Joan focuses on philanthropy and education and is an advisor to foundations and nonprofits on school improvement and youth development. Formerly, she served as program director for elementary and secondary education at Lilly Endowment from 1986 to 1995, where she specialized in youth development research and middle-school reform initiatives. Prior to that, she established and directed the Center for Early Adolescence at UNC-Chapel Hill, was a faculty member of the Bush Institute for Child and Family Policy, and was a clinical assistant professor in the Department of Maternal and Child Health.

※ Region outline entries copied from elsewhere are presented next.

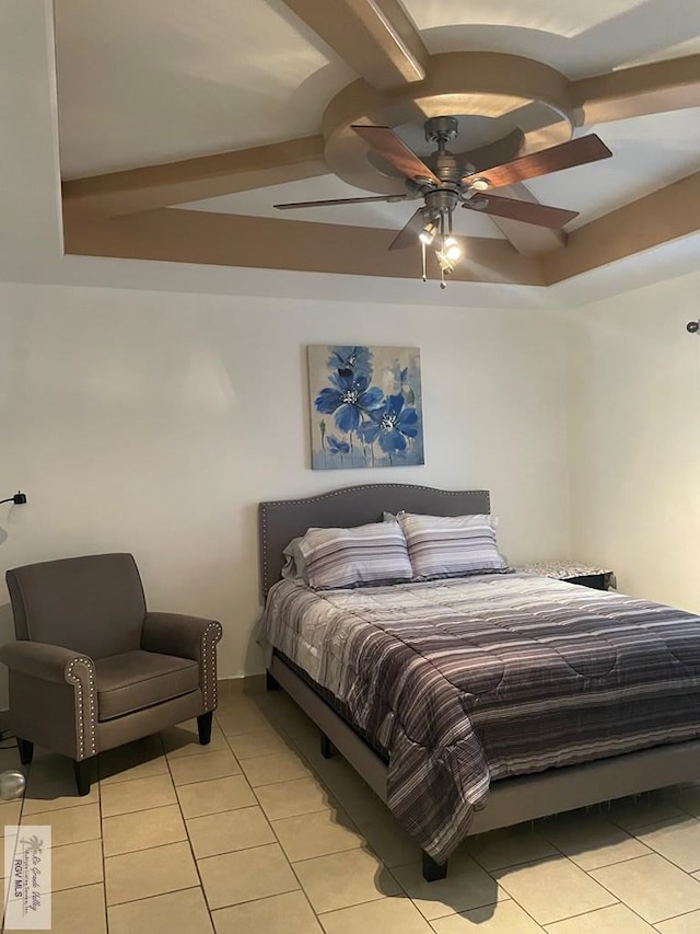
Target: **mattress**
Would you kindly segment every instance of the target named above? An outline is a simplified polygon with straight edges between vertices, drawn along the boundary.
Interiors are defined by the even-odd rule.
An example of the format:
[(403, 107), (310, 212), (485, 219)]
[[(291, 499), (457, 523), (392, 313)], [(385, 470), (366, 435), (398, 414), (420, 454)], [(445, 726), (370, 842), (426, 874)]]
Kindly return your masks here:
[(388, 752), (443, 862), (492, 781), (700, 737), (700, 618), (524, 574), (271, 588), (261, 635)]

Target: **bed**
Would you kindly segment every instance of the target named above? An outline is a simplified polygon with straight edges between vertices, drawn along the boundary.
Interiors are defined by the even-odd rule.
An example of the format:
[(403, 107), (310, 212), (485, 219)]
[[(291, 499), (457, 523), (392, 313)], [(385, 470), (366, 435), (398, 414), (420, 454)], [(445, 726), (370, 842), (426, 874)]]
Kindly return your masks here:
[[(267, 597), (272, 586), (280, 580), (284, 546), (293, 538), (303, 535), (308, 528), (357, 527), (381, 521), (384, 512), (396, 514), (401, 510), (429, 516), (489, 514), (490, 496), (487, 491), (440, 491), (406, 484), (371, 484), (337, 489), (304, 499), (262, 503), (259, 507), (259, 545), (264, 595)], [(504, 734), (502, 726), (508, 718), (504, 719), (498, 704), (492, 703), (499, 700), (499, 692), (502, 693), (503, 690), (499, 687), (498, 678), (494, 680), (490, 677), (492, 671), (489, 671), (489, 665), (493, 667), (494, 657), (498, 658), (499, 654), (503, 655), (505, 650), (501, 643), (495, 654), (490, 653), (483, 656), (486, 661), (482, 666), (475, 665), (474, 659), (482, 653), (483, 647), (481, 645), (471, 647), (471, 669), (464, 677), (470, 685), (477, 683), (481, 688), (479, 691), (465, 694), (464, 685), (459, 687), (455, 679), (443, 677), (446, 670), (444, 668), (446, 662), (443, 661), (444, 648), (442, 644), (433, 645), (431, 642), (430, 652), (425, 654), (425, 664), (422, 665), (422, 669), (420, 666), (416, 669), (419, 671), (418, 674), (411, 674), (417, 680), (415, 683), (407, 682), (412, 694), (404, 693), (402, 696), (416, 694), (428, 696), (433, 690), (431, 685), (435, 682), (432, 676), (443, 666), (442, 674), (438, 678), (442, 685), (442, 693), (435, 694), (439, 703), (434, 703), (430, 716), (419, 712), (412, 720), (408, 718), (408, 722), (402, 722), (399, 725), (400, 728), (396, 729), (394, 722), (398, 718), (406, 720), (408, 715), (397, 707), (396, 695), (393, 700), (386, 697), (371, 700), (365, 696), (373, 690), (370, 676), (362, 679), (370, 684), (370, 688), (365, 684), (362, 689), (365, 695), (349, 699), (348, 691), (338, 690), (338, 693), (334, 693), (332, 689), (336, 688), (340, 677), (337, 672), (335, 680), (331, 677), (332, 672), (329, 674), (328, 671), (324, 671), (322, 676), (318, 670), (314, 670), (310, 673), (307, 669), (313, 666), (304, 667), (304, 664), (298, 664), (304, 659), (294, 660), (294, 653), (282, 636), (271, 637), (268, 687), (281, 687), (289, 693), (319, 727), (324, 754), (331, 754), (336, 750), (340, 752), (370, 787), (389, 804), (404, 826), (421, 842), (423, 875), (428, 880), (445, 876), (446, 855), (454, 849), (455, 842), (467, 834), (481, 833), (524, 820), (698, 777), (700, 773), (700, 620), (698, 618), (645, 601), (634, 601), (631, 598), (606, 592), (588, 591), (586, 588), (571, 584), (523, 575), (488, 575), (475, 576), (464, 581), (398, 585), (362, 592), (359, 598), (353, 597), (353, 593), (358, 595), (360, 591), (334, 591), (319, 598), (313, 593), (304, 595), (302, 589), (295, 588), (288, 581), (278, 585), (271, 599), (277, 599), (280, 606), (287, 608), (283, 609), (282, 615), (287, 612), (290, 619), (296, 612), (293, 609), (294, 601), (299, 603), (305, 600), (310, 606), (314, 601), (318, 604), (314, 607), (314, 612), (318, 612), (319, 608), (324, 612), (330, 612), (329, 619), (332, 620), (347, 620), (348, 614), (354, 613), (361, 623), (348, 630), (347, 623), (343, 622), (346, 629), (342, 630), (342, 637), (346, 638), (347, 632), (352, 632), (354, 638), (354, 633), (358, 633), (358, 638), (363, 641), (362, 650), (365, 652), (365, 658), (380, 659), (386, 656), (393, 659), (395, 656), (402, 656), (408, 659), (407, 668), (411, 668), (410, 662), (416, 655), (416, 641), (411, 645), (411, 632), (405, 637), (407, 631), (400, 629), (399, 618), (401, 614), (406, 615), (405, 607), (413, 608), (417, 601), (422, 600), (421, 606), (435, 608), (435, 619), (429, 621), (432, 626), (431, 638), (433, 632), (440, 631), (441, 637), (446, 633), (447, 642), (454, 642), (457, 634), (464, 643), (465, 633), (468, 633), (467, 642), (470, 646), (471, 630), (468, 626), (474, 625), (475, 619), (478, 620), (485, 633), (487, 630), (491, 633), (490, 635), (487, 633), (486, 638), (492, 638), (495, 626), (499, 633), (508, 632), (513, 646), (516, 642), (522, 642), (523, 632), (527, 632), (527, 626), (532, 626), (534, 620), (540, 630), (545, 625), (540, 633), (541, 645), (538, 646), (538, 652), (546, 653), (548, 642), (552, 638), (560, 646), (556, 656), (559, 660), (559, 680), (565, 681), (564, 676), (569, 677), (569, 680), (573, 679), (574, 688), (569, 685), (569, 694), (575, 694), (576, 685), (584, 682), (592, 694), (598, 691), (598, 700), (591, 710), (585, 712), (585, 715), (573, 714), (574, 718), (586, 725), (586, 728), (588, 722), (595, 726), (595, 729), (592, 727), (591, 736), (584, 737), (590, 747), (586, 751), (584, 748), (586, 741), (569, 742), (569, 745), (564, 742), (564, 739), (568, 739), (567, 722), (560, 723), (557, 719), (560, 716), (559, 711), (553, 710), (551, 704), (548, 710), (544, 700), (525, 696), (530, 685), (526, 683), (526, 678), (521, 679), (523, 682), (521, 691), (525, 694), (518, 701), (524, 716), (520, 720), (522, 729), (515, 730), (516, 736), (526, 733), (527, 725), (537, 724), (537, 717), (541, 716), (538, 727), (540, 733), (548, 730), (547, 736), (562, 737), (561, 748), (551, 742), (549, 746), (542, 746), (540, 742), (536, 761), (528, 765), (527, 747), (523, 746), (518, 749), (513, 735)], [(352, 601), (355, 599), (362, 601), (361, 612), (353, 609)], [(341, 611), (345, 612), (345, 616)], [(420, 619), (421, 612), (417, 612), (416, 619)], [(622, 619), (620, 614), (623, 616), (623, 625), (620, 622)], [(513, 619), (517, 620), (516, 625), (513, 624)], [(597, 626), (595, 631), (597, 648), (596, 653), (590, 654), (588, 657), (578, 649), (578, 639), (583, 634), (583, 630), (590, 629), (590, 621), (593, 619), (596, 620)], [(448, 621), (448, 625), (444, 624), (445, 620)], [(503, 623), (503, 620), (508, 622)], [(482, 625), (483, 621), (486, 623)], [(454, 629), (455, 625), (457, 629)], [(561, 649), (562, 626), (568, 627), (567, 644), (563, 649)], [(323, 630), (323, 626), (319, 629)], [(273, 626), (270, 626), (267, 635), (269, 636), (272, 631)], [(631, 656), (638, 657), (639, 652), (644, 648), (640, 642), (640, 633), (644, 634), (644, 638), (648, 638), (649, 633), (651, 634), (649, 638), (656, 638), (657, 642), (661, 639), (664, 644), (663, 657), (666, 667), (663, 672), (657, 672), (654, 677), (656, 681), (664, 681), (667, 684), (668, 697), (655, 700), (655, 694), (650, 688), (638, 691), (632, 673), (626, 674), (627, 680), (623, 678), (620, 681), (620, 676), (617, 673), (616, 652), (617, 655), (631, 653)], [(415, 632), (412, 636), (416, 636)], [(529, 635), (527, 638), (529, 639)], [(399, 643), (401, 643), (400, 650)], [(377, 645), (386, 650), (382, 654)], [(610, 648), (610, 645), (614, 648)], [(617, 649), (615, 649), (616, 645)], [(620, 648), (622, 645), (623, 652)], [(670, 650), (668, 650), (669, 646)], [(506, 649), (511, 649), (510, 643)], [(578, 650), (579, 655), (567, 655), (567, 652)], [(375, 652), (375, 656), (366, 654), (369, 652)], [(329, 657), (330, 655), (329, 652)], [(561, 658), (564, 659), (564, 664), (561, 664)], [(374, 661), (372, 664), (374, 665)], [(649, 665), (646, 662), (638, 665), (638, 668), (644, 667)], [(579, 670), (582, 668), (585, 669), (583, 674)], [(389, 666), (386, 670), (394, 669)], [(557, 681), (553, 676), (549, 678), (548, 669), (544, 670), (545, 680)], [(609, 711), (605, 707), (604, 701), (599, 700), (606, 696), (608, 687), (606, 677), (615, 677), (618, 689), (621, 684), (628, 692), (629, 702), (626, 702), (623, 707), (627, 712), (626, 716), (629, 714), (630, 717), (629, 735), (617, 728), (615, 719), (609, 717)], [(386, 678), (384, 680), (386, 681)], [(453, 690), (455, 684), (462, 691), (459, 695)], [(358, 689), (360, 694), (362, 690)], [(350, 683), (349, 693), (352, 695), (353, 691), (354, 684)], [(358, 691), (354, 691), (355, 695)], [(649, 696), (643, 696), (643, 691), (646, 691)], [(469, 707), (467, 708), (464, 696), (472, 700), (477, 697), (477, 700), (474, 703), (470, 702), (470, 707), (467, 705)], [(564, 692), (561, 696), (567, 697), (568, 694)], [(558, 697), (557, 706), (561, 706), (561, 699)], [(535, 704), (534, 707), (533, 704)], [(469, 735), (460, 733), (455, 739), (454, 729), (458, 719), (455, 712), (459, 712), (459, 705), (464, 708), (462, 720), (468, 726), (468, 729), (466, 727), (465, 729)], [(619, 707), (616, 707), (617, 710)], [(361, 711), (364, 712), (362, 715)], [(397, 713), (401, 716), (397, 717)], [(673, 722), (672, 716), (675, 718)], [(439, 723), (442, 723), (441, 728), (444, 727), (444, 736), (450, 736), (450, 740), (445, 741), (452, 757), (452, 764), (448, 763), (447, 771), (452, 770), (453, 775), (457, 772), (460, 775), (463, 772), (469, 772), (469, 781), (464, 783), (456, 797), (454, 795), (450, 797), (453, 794), (452, 788), (440, 784), (445, 781), (443, 775), (445, 756), (441, 753), (439, 765), (433, 768), (434, 763), (430, 758), (432, 751), (430, 757), (425, 751), (432, 750), (433, 739), (428, 741), (422, 736), (417, 739), (416, 735), (422, 731), (432, 736), (436, 729), (434, 725)], [(535, 727), (532, 733), (536, 739)], [(389, 741), (388, 736), (394, 737), (394, 740)], [(397, 736), (398, 739), (396, 739)], [(442, 742), (442, 739), (440, 741)], [(493, 761), (479, 764), (480, 758), (488, 759), (486, 753), (483, 757), (480, 756), (481, 745), (486, 753), (493, 756)], [(642, 748), (634, 748), (635, 746)], [(387, 747), (393, 751), (390, 752)], [(628, 751), (630, 747), (633, 751)], [(503, 749), (505, 751), (500, 754), (499, 750)], [(413, 754), (417, 750), (420, 754)], [(518, 763), (517, 768), (512, 763), (509, 765), (509, 754), (513, 756), (513, 762)], [(594, 761), (586, 761), (587, 758), (593, 758)], [(455, 759), (459, 760), (456, 764)], [(568, 764), (569, 762), (574, 764)], [(481, 769), (480, 772), (477, 766)], [(445, 789), (450, 794), (444, 794)], [(430, 795), (433, 797), (431, 798)], [(435, 815), (429, 816), (433, 825), (440, 818), (438, 831), (434, 826), (425, 829), (425, 812), (430, 811), (425, 803), (431, 800)], [(452, 810), (450, 814), (443, 812), (440, 816), (439, 804), (444, 811), (447, 800), (451, 802)]]

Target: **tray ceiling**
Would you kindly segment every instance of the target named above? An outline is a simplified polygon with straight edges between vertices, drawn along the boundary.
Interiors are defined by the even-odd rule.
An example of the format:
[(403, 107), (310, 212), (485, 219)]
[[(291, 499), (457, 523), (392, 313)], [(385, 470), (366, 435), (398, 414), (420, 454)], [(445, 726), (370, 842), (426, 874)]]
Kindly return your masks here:
[[(351, 8), (362, 19), (365, 3), (371, 16), (377, 3), (368, 0), (338, 0), (337, 9)], [(376, 37), (380, 20), (370, 25), (362, 20), (368, 46), (358, 53), (358, 43), (352, 48), (348, 39), (343, 47), (342, 30), (340, 36), (334, 33), (338, 24), (324, 23), (324, 4), (327, 13), (327, 0), (55, 0), (68, 252), (224, 265), (240, 265), (244, 254), (253, 266), (275, 267), (278, 262), (277, 268), (310, 272), (417, 275), (412, 266), (417, 269), (418, 261), (411, 265), (384, 257), (382, 264), (375, 254), (420, 201), (305, 209), (284, 219), (271, 207), (368, 194), (330, 171), (322, 138), (325, 132), (328, 139), (324, 113), (329, 105), (337, 108), (340, 92), (360, 73), (370, 89), (378, 89), (381, 101), (411, 88), (410, 76), (393, 77), (396, 50), (390, 43), (385, 59), (377, 56), (378, 77), (372, 62), (365, 68), (362, 56), (369, 49), (365, 58), (371, 58), (372, 42), (380, 51), (386, 42), (386, 36)], [(378, 7), (401, 36), (408, 35), (409, 50), (417, 49), (413, 60), (429, 74), (435, 56), (444, 53), (517, 55), (557, 69), (562, 80), (574, 82), (573, 97), (580, 92), (582, 100), (595, 99), (597, 109), (591, 115), (600, 115), (599, 120), (583, 118), (573, 107), (582, 124), (573, 135), (595, 131), (614, 152), (605, 162), (534, 178), (526, 189), (511, 194), (580, 211), (567, 228), (575, 234), (568, 246), (555, 233), (460, 211), (457, 229), (476, 257), (467, 278), (548, 285), (696, 229), (679, 216), (689, 212), (690, 203), (700, 215), (700, 107), (689, 106), (700, 104), (700, 58), (695, 84), (674, 79), (682, 84), (677, 109), (654, 100), (654, 88), (667, 93), (665, 73), (654, 72), (652, 92), (644, 92), (639, 106), (618, 94), (622, 105), (612, 118), (604, 113), (609, 109), (606, 94), (585, 79), (700, 55), (697, 0), (404, 0), (402, 7), (398, 0), (378, 0)], [(348, 23), (357, 25), (352, 19)], [(465, 100), (462, 93), (459, 101)], [(464, 113), (451, 105), (446, 95), (446, 112)], [(499, 118), (497, 129), (508, 130), (509, 119)], [(392, 123), (419, 152), (421, 124), (419, 118)], [(472, 147), (498, 135), (483, 122), (478, 126), (467, 119), (464, 127), (469, 126)], [(468, 134), (463, 130), (463, 136)], [(248, 155), (252, 147), (259, 149)], [(423, 143), (423, 154), (429, 150)], [(182, 163), (219, 153), (233, 153), (233, 168)], [(267, 163), (257, 171), (260, 160)], [(154, 169), (148, 174), (144, 166)], [(668, 197), (642, 204), (674, 183)], [(627, 212), (620, 210), (625, 206)], [(675, 215), (661, 217), (663, 211)], [(660, 231), (651, 229), (657, 217)], [(246, 218), (252, 219), (247, 227)], [(269, 249), (267, 258), (247, 246), (238, 255), (232, 251), (230, 258), (214, 249), (222, 237), (234, 244), (249, 240), (253, 229), (278, 244), (272, 258)], [(346, 265), (330, 255), (319, 258), (323, 251), (315, 245), (341, 237), (340, 231), (347, 234), (338, 241), (338, 255), (353, 254)], [(288, 239), (308, 244), (308, 266), (299, 250), (291, 255)], [(192, 244), (189, 253), (186, 241)]]

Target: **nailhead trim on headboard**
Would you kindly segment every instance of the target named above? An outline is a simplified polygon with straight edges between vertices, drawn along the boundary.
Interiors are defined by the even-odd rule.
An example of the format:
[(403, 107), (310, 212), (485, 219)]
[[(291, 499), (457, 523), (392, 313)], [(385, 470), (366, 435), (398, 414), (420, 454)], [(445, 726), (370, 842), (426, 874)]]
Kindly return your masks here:
[(462, 498), (465, 497), (475, 497), (479, 498), (483, 501), (486, 498), (486, 503), (489, 507), (491, 506), (491, 497), (488, 489), (438, 489), (434, 486), (422, 486), (421, 484), (411, 484), (411, 483), (369, 483), (369, 484), (358, 484), (355, 486), (345, 486), (340, 489), (334, 489), (330, 493), (322, 493), (317, 496), (305, 496), (301, 499), (271, 499), (267, 503), (260, 503), (260, 533), (262, 537), (261, 542), (261, 579), (262, 579), (262, 590), (264, 593), (267, 595), (267, 591), (270, 589), (275, 580), (270, 580), (269, 573), (269, 553), (268, 553), (268, 511), (273, 508), (284, 507), (284, 506), (304, 506), (310, 505), (312, 503), (320, 503), (324, 499), (332, 499), (338, 496), (347, 496), (348, 494), (352, 495), (357, 492), (368, 491), (368, 489), (410, 489), (412, 492), (423, 489), (427, 493), (438, 493), (440, 496), (450, 497), (450, 496), (459, 496)]

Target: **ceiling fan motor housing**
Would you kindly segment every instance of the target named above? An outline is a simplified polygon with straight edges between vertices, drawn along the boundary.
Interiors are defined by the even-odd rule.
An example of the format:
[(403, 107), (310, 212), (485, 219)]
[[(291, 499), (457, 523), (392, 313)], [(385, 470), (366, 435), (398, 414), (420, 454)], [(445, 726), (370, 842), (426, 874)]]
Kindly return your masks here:
[(459, 132), (459, 124), (456, 117), (431, 117), (425, 120), (425, 139), (428, 142), (436, 142), (439, 146), (455, 139)]

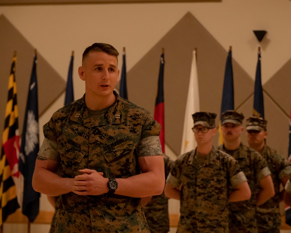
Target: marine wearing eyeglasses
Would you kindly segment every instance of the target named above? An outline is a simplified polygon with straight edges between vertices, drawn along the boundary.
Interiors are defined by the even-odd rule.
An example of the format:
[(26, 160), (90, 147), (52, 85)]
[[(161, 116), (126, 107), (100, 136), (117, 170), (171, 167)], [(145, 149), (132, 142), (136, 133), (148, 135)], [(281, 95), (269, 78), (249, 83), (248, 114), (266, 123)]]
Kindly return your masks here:
[(192, 116), (197, 147), (172, 164), (165, 194), (180, 201), (177, 232), (228, 233), (229, 202), (249, 198), (250, 190), (237, 162), (212, 145), (216, 114)]
[(247, 178), (252, 192), (249, 200), (230, 203), (230, 232), (257, 233), (255, 216), (256, 206), (264, 203), (275, 193), (271, 172), (265, 159), (241, 142), (244, 118), (242, 114), (228, 110), (221, 116), (224, 142), (218, 148), (237, 160)]
[(291, 173), (291, 167), (287, 157), (266, 145), (267, 124), (267, 121), (260, 117), (251, 116), (246, 119), (249, 145), (267, 161), (275, 192), (274, 197), (257, 207), (255, 217), (259, 233), (279, 233), (281, 221), (279, 202), (284, 193), (283, 191), (280, 193), (280, 184), (285, 186)]

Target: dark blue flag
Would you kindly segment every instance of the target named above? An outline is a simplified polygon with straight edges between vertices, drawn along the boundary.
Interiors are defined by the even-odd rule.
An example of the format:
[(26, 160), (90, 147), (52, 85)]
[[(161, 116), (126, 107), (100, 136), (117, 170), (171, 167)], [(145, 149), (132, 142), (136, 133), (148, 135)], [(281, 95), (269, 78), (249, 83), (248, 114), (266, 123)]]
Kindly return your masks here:
[(160, 70), (159, 73), (158, 81), (158, 90), (156, 98), (156, 104), (155, 107), (154, 119), (159, 122), (162, 128), (160, 132), (160, 141), (162, 147), (162, 151), (165, 152), (165, 109), (164, 96), (164, 74), (165, 60), (164, 53), (162, 53), (160, 59)]
[(69, 67), (68, 80), (66, 88), (66, 97), (65, 98), (65, 105), (74, 101), (74, 89), (73, 87), (73, 64), (74, 63), (74, 51), (71, 56), (71, 62)]
[(228, 55), (226, 58), (223, 82), (222, 98), (220, 108), (220, 121), (219, 122), (219, 144), (223, 143), (223, 138), (221, 132), (221, 114), (227, 110), (234, 109), (234, 91), (233, 89), (233, 75), (232, 63), (231, 47), (230, 47)]
[(120, 86), (119, 87), (119, 95), (120, 97), (125, 99), (128, 99), (127, 96), (127, 89), (126, 87), (126, 64), (125, 62), (125, 50), (123, 48), (124, 52), (123, 55), (123, 64), (121, 71), (121, 77), (120, 80)]
[(261, 78), (261, 53), (259, 48), (258, 53), (258, 64), (255, 81), (255, 92), (254, 93), (254, 105), (253, 115), (265, 118), (264, 111), (264, 98), (263, 88), (262, 87)]
[(24, 177), (22, 213), (33, 222), (38, 214), (40, 194), (32, 188), (32, 176), (39, 150), (36, 53), (33, 60), (22, 131), (19, 170)]

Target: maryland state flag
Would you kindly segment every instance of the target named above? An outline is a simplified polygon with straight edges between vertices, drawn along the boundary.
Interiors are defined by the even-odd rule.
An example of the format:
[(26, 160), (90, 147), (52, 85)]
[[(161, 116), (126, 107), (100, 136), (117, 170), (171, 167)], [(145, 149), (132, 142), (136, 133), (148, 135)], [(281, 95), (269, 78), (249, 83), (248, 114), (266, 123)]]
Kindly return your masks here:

Previously, she was a program associate at the Learning Institute of North Carolina, a member of the College Board's Commission on Precollegiate Guidance and Counseling, a research associate at the National Institute of Education, a member of the governing board of the Annenberg Rural Challenge, a founding director of the North Carolina Child Advocacy Institute (NCCAI), and a founding member of the National Forum to Accelerate Middle-Grades Reform. Joan currently serves on the boards of the Hershey Trust Company, the Milton Hershey School, NCCAI, the Executive Service Corps of the Greater Triangle, and DonorsChoose NC. She began her career as a secondary school English teacher.

Educational background: English and education (Wellesley College, University of Connecticut, University of North Carolina at Chapel Hill).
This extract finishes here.